2011-06-19 02:42:18 | 協奏曲
 
 ロベルト・シューマン(Robert Schumann/1810~1856)の「ヴァイオリン協奏曲ニ短調」は作品番号が付されていない。この作品はヨーゼフ・ヨアヒムの要請でシュマーンの晩年1853年にわずか半月程度で作曲されたものと言われている。しかしどういう理由かヨアヒムはこの作品を取り上げることなくシューマンの自筆楽譜を封印してしまう。そしてこの「手稿」は作曲者の死後80年余りが経過した1937年にベルリンの「プロイセン図書館」で発見されるまで陽の目を見ることがなかった曰くつきの作品でもあった。
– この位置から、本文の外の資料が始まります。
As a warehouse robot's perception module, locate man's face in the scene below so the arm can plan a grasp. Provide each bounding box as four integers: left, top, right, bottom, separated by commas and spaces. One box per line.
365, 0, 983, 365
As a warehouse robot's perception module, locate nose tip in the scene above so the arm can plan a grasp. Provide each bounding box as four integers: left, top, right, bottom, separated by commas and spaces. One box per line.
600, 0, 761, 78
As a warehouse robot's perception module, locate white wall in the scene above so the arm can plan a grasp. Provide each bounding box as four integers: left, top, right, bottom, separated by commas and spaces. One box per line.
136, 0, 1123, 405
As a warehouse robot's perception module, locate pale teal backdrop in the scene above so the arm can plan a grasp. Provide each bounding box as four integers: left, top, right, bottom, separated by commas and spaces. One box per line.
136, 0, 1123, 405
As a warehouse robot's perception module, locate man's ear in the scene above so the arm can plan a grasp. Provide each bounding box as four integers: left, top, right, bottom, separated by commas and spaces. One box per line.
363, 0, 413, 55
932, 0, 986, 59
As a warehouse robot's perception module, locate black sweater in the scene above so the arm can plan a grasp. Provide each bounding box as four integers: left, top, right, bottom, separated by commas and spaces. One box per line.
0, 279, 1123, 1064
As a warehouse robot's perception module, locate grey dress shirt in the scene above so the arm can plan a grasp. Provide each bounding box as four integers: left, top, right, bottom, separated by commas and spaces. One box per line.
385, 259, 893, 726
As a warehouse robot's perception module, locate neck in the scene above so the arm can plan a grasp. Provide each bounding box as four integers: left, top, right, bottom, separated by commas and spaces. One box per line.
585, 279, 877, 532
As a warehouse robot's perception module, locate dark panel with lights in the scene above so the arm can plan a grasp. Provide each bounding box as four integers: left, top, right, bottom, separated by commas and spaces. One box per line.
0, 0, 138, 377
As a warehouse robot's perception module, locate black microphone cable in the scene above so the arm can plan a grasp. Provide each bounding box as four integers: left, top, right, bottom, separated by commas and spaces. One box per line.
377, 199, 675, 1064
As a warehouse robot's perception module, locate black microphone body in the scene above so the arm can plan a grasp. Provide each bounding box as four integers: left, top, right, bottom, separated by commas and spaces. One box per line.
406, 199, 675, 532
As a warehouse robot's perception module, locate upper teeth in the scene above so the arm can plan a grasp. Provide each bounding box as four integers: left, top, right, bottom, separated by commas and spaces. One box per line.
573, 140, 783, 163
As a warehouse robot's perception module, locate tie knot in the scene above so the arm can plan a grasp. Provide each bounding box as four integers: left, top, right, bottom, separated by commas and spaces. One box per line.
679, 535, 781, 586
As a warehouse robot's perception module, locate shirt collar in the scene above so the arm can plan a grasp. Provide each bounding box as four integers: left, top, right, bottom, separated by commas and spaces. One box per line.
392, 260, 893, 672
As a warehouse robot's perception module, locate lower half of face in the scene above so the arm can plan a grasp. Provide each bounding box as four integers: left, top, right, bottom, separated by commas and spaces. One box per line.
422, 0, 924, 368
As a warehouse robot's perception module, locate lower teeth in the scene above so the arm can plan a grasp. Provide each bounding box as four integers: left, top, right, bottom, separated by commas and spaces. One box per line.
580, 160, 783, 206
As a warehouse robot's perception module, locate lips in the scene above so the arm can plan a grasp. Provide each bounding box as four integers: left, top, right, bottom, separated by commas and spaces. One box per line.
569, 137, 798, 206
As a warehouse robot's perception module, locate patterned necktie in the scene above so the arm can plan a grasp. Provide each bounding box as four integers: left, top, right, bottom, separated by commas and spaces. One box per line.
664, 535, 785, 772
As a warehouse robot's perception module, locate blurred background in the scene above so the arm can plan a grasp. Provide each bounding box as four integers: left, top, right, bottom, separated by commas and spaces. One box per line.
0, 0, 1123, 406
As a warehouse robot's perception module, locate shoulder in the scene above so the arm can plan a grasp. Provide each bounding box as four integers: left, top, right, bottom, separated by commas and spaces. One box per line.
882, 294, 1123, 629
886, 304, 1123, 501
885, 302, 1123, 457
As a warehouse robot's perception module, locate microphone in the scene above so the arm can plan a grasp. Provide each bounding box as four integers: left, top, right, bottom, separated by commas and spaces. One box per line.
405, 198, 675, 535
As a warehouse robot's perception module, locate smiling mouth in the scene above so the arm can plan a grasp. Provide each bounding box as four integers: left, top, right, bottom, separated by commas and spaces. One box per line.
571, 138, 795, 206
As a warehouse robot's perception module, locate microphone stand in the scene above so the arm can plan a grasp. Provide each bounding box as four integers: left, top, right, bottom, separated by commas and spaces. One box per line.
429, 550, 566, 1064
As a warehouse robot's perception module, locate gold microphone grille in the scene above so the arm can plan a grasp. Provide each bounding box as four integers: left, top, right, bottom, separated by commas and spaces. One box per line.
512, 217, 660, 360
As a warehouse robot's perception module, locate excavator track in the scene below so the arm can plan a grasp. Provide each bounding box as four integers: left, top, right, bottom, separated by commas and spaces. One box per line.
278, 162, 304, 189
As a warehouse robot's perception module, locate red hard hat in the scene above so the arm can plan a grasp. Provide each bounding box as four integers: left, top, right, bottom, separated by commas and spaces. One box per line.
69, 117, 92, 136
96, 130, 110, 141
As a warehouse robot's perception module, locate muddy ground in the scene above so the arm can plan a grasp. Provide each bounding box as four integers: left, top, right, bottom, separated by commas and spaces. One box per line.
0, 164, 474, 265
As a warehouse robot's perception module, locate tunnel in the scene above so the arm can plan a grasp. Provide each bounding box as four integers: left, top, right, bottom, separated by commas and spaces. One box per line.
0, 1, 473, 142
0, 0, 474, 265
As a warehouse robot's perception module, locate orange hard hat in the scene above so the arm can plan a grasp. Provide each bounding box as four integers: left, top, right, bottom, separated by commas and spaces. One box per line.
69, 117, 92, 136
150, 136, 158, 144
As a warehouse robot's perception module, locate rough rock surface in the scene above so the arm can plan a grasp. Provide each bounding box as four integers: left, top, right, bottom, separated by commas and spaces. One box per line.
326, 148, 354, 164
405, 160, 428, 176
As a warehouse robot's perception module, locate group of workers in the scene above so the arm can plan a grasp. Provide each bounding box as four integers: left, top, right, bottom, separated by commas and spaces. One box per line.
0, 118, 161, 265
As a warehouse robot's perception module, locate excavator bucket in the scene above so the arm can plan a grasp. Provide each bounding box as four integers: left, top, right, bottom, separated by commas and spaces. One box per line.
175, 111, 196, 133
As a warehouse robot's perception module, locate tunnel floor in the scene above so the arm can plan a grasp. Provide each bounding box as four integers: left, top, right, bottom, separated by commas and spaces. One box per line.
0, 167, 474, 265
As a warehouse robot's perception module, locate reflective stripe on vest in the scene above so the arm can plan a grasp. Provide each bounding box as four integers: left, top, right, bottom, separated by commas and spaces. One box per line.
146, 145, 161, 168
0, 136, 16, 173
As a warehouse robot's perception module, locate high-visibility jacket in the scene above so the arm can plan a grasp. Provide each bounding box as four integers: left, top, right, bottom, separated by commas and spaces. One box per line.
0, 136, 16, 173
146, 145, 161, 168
 その後今日に至るまでこの「協奏曲」のレコード、CD録音は数多くなされているが筆者好みの演奏になかなかめぐり合うことができなかった。そんな中で今回紹介する写真のCDは今筆者が一番気に入っている1枚である。演奏はロシアのヴァイオリニスト、イリヤ・カーラー(Ilya Kaler)と1980年生まれのフィンランド出身の新鋭指揮者ピエタリ・インキネン(Pietari Inkinen)のコンビによる「NAXOSレーベル」から2008年にリリースされたものだ。(NAXOS/8.570321)オーケストラはイギリスの「ボーンマス交響楽団」との2007年の録音である。指揮者のインキネンも元はヴァイオリニストなのでこの作品のツボをよく捉えた二人の息があった見事な演奏に仕上がっている。ヴァイオリンのカーラーは1963年生まれなのでこの録音当時は44歳、まさに脂に乗った溌剌とした演奏が実に心地よい。さすがに「パガニーニ」(1981年)、「シベリウス」(1985年)、「チャイコフスキー」(1986年)と世界的なコンクールに優勝した経歴がその卓越したテクニックを証明している。このCDのメインに収録されたブラームスの協奏曲も勿論秀演である。